When I think of that design, even say using 1024MB mmap sizes, for a DBMS hosting up a few huge databases all represented by say 1TB files, I now have thousands of memory-mapped regions in memory and in my own testing on Windows 7 trying to create a few hundred mmaps across a multi-GB file, I didn't just run into exceptions, I actually got the JVM to segfault every time I tried to allocate too much and in one case got the video in my Windows 7 machine to cut out and re-initialize with a OS-error-popup I've never seen before.
Regardless of the argument of "you'll never likely handle files that large" or "this is a contrived example", the fact that I could code something up like that with those type of side effects put my internal alarm on high-alert and made consider an alternative impl (below).
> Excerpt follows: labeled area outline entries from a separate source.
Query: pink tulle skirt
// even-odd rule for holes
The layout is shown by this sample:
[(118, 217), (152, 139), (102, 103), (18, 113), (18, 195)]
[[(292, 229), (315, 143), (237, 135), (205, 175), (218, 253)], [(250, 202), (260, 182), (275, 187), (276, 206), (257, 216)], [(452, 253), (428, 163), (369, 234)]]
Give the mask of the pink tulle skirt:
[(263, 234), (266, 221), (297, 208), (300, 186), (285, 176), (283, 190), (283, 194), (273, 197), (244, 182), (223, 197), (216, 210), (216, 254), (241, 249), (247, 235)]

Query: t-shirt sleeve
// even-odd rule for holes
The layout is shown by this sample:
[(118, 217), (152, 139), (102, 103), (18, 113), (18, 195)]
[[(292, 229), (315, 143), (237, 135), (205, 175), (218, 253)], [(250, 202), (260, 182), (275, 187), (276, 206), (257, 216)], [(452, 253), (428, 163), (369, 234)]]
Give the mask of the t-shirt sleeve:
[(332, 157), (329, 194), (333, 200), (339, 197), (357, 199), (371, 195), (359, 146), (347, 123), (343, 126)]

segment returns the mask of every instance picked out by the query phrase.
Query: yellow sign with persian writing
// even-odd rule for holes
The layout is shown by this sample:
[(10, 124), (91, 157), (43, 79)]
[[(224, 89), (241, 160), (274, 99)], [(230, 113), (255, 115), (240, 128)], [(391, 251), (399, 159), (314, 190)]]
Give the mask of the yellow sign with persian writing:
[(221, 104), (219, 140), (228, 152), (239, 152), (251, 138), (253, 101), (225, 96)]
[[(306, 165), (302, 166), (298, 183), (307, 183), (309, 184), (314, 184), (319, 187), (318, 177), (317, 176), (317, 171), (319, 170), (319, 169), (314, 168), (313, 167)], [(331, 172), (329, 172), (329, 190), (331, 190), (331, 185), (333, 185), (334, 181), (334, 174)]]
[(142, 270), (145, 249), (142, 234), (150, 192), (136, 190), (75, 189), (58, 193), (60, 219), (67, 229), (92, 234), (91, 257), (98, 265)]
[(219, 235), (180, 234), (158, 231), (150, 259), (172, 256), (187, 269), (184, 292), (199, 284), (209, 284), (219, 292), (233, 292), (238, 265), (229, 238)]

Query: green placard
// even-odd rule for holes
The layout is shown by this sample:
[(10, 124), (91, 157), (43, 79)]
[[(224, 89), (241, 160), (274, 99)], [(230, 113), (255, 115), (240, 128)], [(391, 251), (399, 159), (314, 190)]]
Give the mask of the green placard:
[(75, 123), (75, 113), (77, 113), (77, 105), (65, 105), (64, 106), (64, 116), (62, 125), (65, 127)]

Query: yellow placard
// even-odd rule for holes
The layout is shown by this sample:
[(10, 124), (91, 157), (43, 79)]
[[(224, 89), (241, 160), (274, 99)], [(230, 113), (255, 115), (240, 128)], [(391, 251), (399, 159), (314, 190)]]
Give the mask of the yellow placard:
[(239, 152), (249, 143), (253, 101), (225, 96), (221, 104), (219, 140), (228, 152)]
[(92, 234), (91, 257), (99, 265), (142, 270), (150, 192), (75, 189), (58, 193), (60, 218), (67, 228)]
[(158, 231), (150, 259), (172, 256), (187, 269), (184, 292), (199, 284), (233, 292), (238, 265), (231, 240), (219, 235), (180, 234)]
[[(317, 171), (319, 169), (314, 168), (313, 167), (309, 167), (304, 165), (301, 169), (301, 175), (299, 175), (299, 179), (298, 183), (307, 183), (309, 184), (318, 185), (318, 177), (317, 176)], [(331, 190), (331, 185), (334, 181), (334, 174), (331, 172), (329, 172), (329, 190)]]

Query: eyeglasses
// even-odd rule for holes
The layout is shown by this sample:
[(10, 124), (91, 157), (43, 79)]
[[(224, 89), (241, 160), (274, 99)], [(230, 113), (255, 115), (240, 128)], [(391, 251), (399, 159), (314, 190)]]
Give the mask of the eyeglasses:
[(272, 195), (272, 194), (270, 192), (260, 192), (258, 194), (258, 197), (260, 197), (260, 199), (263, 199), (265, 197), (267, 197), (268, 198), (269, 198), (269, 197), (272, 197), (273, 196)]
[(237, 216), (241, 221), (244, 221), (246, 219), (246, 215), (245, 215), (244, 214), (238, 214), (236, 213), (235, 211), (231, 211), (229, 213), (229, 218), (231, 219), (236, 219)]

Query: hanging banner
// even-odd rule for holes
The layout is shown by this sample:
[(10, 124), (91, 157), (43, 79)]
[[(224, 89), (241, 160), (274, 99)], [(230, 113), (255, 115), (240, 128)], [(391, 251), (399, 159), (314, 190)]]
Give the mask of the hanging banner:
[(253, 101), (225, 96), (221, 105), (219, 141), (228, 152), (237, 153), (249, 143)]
BESIDES that issue, my understanding of memory-mapped files is that I have to re-create the mapping every time the file is grown, so in the case of this file that is append-only in design, it literally constantly growing.
I can combat this to some extent by growing the file in chunks (say 8MB at a time) and only re-create the mapping every 8MB, but the need to constantly be re-creating these mappings has me nervous especially with no explicit unmap feature supported in Java.
Question #1 of 2
Given all of my findings up to this point, I would dismiss memory-mapped files as a good solution for primarily read-heavy solutions or read-only solutions, but not write-heavy solutions given the need to re-create the mapping constantly.
But then I look around at the landscape around me with solutions like MongoDB embracing memory-mapped files all over the place and I feel like I a missing some core component here (I do know it allocs in something like 2GB extents at a time, so I imagine they are working around the re-map cost with this logic AND helping to maintain sequential runs on-disk).
At this point I don't know if the problem is Java's lack of an unmap operation that makes this so much more dangerous and unsuitable for my uses or if my understanding is incorrect and someone can point me North.
Alternative Design
An alternative design to the memory-mapped one proposed above that I will go with if my understanding of mmap is correct is as follows:
Define a direct ByteBuffer of a reasonable configurable size (2, 4, 8, 16, 32, 64, 128KB roughly) making it easily compatible with any host platform (don't need to worry about the DBMS itself causing thrashing scenarios) and using the original FileChannel, perform specific-offset reads of the file 1 buffer-capacity-chunk at a time, completely forgoing memory-mapped files at all.
The downside being that now my code has to worry about things like "did I read enough from the file to load the complete record?"
Another down-side is that I don't get to make use of the OS's virtual memory logic, letting it keep more "hot" data in-memory for me automatically; instead I just have to hope the file cache logic employed by the OS is big enough to do something helpful for me here.
Question #2 of 2
I was hoping to get a confirmation of my understanding of all of this.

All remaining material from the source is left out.